Is your site still slow, even after enabling LiteMage? How did you measure the slowness? Through online testing tools or Chrome/Firefox Developer Tools?
Let's look at an example of using Chrome developer tools.(If you need some help using such tools, please refer to google's documentation)
You should be able to see the LiteMage cached page only took 159ms
to load. It was very fast and you can feel that immediately. However, when you look at the waterfall elements and overall loading time, you see that it took around 4s
in total. This overal loading time is usually the one that is reported by online speed checking tools as page load time
.
The HTML page is the main page. It's the loading of this page that will give a general feeling of “fast” or “slow” to the end user. LiteMage reduces the load time of the main HTML page from a few seconds to a few hundred milliseconds.
You may notice there are a lot of static files, including CSS, JPG, and JS among others. LiteSpeed doesn't cache static files at all. If you have heavy static CSS or image files, they will take longer to load. Try switching to the lightweight template if you can. Enabling file compression, enabling browser cache or enabling CDN cache for static files should also help.

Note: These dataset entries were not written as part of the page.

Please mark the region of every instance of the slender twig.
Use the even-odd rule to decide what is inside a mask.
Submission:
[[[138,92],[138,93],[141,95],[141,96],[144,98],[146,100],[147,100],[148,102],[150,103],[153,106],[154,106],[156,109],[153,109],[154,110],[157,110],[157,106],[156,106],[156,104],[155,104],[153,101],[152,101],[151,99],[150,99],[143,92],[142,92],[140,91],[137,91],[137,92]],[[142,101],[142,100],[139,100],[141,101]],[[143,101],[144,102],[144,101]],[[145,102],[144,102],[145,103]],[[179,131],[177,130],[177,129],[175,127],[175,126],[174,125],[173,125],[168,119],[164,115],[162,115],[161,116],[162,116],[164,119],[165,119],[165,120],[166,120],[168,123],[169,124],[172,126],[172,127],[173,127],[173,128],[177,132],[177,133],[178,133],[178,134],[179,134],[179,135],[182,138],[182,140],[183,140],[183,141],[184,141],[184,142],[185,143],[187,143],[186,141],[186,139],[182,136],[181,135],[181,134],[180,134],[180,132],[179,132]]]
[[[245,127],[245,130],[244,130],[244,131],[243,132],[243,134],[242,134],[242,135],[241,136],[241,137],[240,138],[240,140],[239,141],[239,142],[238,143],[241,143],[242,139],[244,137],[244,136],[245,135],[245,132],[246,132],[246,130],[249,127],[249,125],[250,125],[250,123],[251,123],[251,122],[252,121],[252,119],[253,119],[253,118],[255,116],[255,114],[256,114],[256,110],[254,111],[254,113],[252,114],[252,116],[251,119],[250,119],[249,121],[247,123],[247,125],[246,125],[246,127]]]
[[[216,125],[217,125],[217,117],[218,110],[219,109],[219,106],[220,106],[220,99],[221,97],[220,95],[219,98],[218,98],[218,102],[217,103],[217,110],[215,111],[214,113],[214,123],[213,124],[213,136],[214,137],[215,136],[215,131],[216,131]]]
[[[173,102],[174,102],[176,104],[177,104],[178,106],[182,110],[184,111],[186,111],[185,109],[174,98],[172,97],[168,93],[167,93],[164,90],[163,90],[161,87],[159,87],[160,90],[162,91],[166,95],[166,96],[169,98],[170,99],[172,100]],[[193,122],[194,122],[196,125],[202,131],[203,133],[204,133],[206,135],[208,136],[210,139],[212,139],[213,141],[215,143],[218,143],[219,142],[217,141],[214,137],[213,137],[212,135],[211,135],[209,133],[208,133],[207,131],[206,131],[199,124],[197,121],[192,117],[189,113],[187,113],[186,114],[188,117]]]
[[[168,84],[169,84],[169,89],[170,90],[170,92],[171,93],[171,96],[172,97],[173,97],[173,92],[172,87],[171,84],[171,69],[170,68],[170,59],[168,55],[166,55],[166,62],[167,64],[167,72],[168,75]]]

If you scroll down to see the more slow-loading items, you'll notice that most of these are Ajax calls from Magento code or from some themes or extensions installed in your store. There may be calls to YouTube, calls to the Google API, calls to Facebook, or calls to some other external website hosted on a remote site with a poor response time. All such Ajax calls are non-cachable and will make your store take longer to load. Reducing Ajax calls from php code wherever possible, or changing to lightweight themes and extentions should help the overall page load time.
The following are a few example elements which took a longer time to load:
With LiteMage's help, as far as the user is concerned, the homepage loads within a few milliseconds. It feels very fast, since it often doesn't matter if every piece of the homepage is loaded at the beginning. By the time the user scrolls down to browse, the Ajax calls may have finished loading.